Interdiscip Sci. 2011 Mar;3(1):64-77. doi: 10.1007/s12539-011-0064-y. Epub 2011 Mar 3.
Yellow fever is among one of the most lethal viral diseases for which approved antiviral therapies were yet to be discovered. Herein, functional assignment of complete YFV proteome was done through support vector machine. Major envelope (E) protein that mediates entry of YFV into host cell was selected as a potent molecular target. Three dimensional structure of the molecular target was predicted using Modeller9v7. The model was optimized in Maestro9.0 applying OPLS AA force field and was evaluated using PROCHECK, ProSA, ProQ and Profile 3D. The BOG pocket residues Val48, Glu197, Thr200, Ile204, Thr265, Thr268 and Gly278 were located in YFV E protein using SiteMap2.3. More than one million compounds of Ligandinfo Meta database were explored using a computational virtual screening protocol targeting BOG pocket of the E protein.

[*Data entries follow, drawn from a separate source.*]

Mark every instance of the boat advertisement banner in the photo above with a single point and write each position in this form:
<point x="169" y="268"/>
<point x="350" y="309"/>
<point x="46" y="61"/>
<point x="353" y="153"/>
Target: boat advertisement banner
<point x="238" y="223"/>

Finally, ten top ranked lead molecules with strong binding affinity to BOG pocket of YFV E protein were identified based on XP Gscore. Drug likeliness and comparative bioactivity analysis for these leads using QikProp3.2 had shown that these molecules would have the potential to act as better drug. Thus, the 10 lead molecules suggested in the present study would be of interest as promising starting point for designing antiviral compound against yellow fever.

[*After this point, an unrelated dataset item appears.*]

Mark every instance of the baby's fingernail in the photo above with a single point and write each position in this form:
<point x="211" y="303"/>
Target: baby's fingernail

黄热病是最致命的病毒性疾病之一,目前尚未发现有效的抗病毒治疗方法。在此,通过支持向量机对 YFV 全基因组的功能进行了分配。介导 YFV 进入宿主细胞的主要包膜 (E) 蛋白被选为有效的分子靶标。使用 Modeller9v7 预测了分子靶标的三维结构。在 Maestro9.0 中应用 OPLS AA 力场对模型进行了优化,并使用 PROCHECK、ProSA、ProQ 和 Profile 3D 进行了评估。使用 SiteMap2.3 在 YFV E 蛋白中定位了 BOG 口袋残基 Val48、Glu197、Thr200、Ile204、Thr265、Thr268 和 Gly278。使用针对 E 蛋白 BOG 口袋的计算虚拟筛选方案,探索了 Ligandinfo Meta 数据库中的超过一百万种化合物。最后,根据 XP Gscore 从 YFV E 蛋白的 BOG 口袋中确定了十个具有强结合亲和力的排名前十的先导分子。使用 QikProp3.2 对这些先导物进行药物相似性和比较生物活性分析表明,这些分子有可能成为更好的药物。因此,本研究中提出的 10 个先导分子将作为设计抗黄热病抗病毒化合物的有前途的起点引起关注。